Justizia (Foto: Pasquale D'Angiolillo)

Terrorverdächtiger: Zwei Jahre Haft wegen Betrugs

  11.08.2017 | 11:16 Uhr

Der terrorverdächtige Syrer Hassan A., der an Silvester in Saarbrücken-Burbach festgenommen worden war, ist zu einer Freiheitsstrafe von zwei Jahren ohne Bewährung verurteilt worden. Das Landgericht sprach den 39-Jährigen des versuchten Betruges schuldig. Dem Mann war vorgeworfen worden, Anschläge mit Autobomben geplant zu haben.

Das Gericht geht in seinem Urteil davon aus, dass der Syrer zu keinem Zeitpunkt konkrete Anschläge geplant hat. Dafür habe die Beweisaufnahme keine Hinweise erbracht. Konkrete Tatvorbereitungen habe es nicht gegeben. "Der Angeklagte war weder fähig noch willens, die angekündigten Anschläge durchzuführen", sagte der Vorsitzende Richter.

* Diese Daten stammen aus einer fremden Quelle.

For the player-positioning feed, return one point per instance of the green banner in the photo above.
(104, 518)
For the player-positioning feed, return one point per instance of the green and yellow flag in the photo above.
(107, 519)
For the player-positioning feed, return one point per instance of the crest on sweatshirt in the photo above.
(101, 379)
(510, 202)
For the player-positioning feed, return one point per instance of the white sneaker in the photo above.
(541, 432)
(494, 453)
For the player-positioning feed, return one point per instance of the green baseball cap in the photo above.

Video [aktueller bericht, 11.08.2017, Länge: 2:30 Min.]
Terrorverdächtiger: Zwei Jahre Haft wegen Betrugs

Nach Ansicht des Gerichts wollte der Syrer vielmehr den IS betrügen, indem er 180.000 Euro für Anschläge forderte. Auch der Mann selbst hatte ausgesagt, dass er die Anschläge nicht wirklich begehen, sondern lediglich den IS um das Geld betrügen wollte. Zudem gab es keine konkreten Hinweise auf Komplizen und Autos zum Ausführen der Pläne. Auch war bei dem Mann nach seiner Verhaftung in seiner Burbacher Wohnung an Silvester kein Sprengstoff gefunden worden.

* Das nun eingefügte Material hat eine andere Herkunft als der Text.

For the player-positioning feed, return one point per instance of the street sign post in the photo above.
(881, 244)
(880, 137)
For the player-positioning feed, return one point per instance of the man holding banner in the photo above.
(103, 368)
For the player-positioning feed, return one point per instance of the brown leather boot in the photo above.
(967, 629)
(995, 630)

Interview zum Urteil gegen Hassan A.: "Der Münchhausen aus Damaskus"
Audio [SR 3, Studiogespräch: Gerd Heger / Thomas Gerber, 11.08.2017, Länge: 02:52 Min.]
Interview zum Urteil gegen Hassan A.: "Der Münchhausen aus Damaskus"

Revision denkbar

Mit der zweijährigen Haftstrafe ohne Bewährung blieb das Gericht unter der Forderung der Staatsanwaltschaft. Diese hatte für Hassan A. zehn Jahre Haft wegen mehrfachen versuchten Mordes gefordert. Nach Einschätzung der Staatsanwaltschaft habe der Angeklagte die Anschläge tatsächlich begehen wollen. Die Verteidiung hatte in ihrem Plädoyer Freispruch für den Syrer gefordert.

Staatsanwaltschaft und die Verteidigung haben nach dem Urteil angekündigt, in Revision zu gehen.

Über dieses Thema wurde auch in den Hörfunknachrichten vom 11.08.2017 berichtet.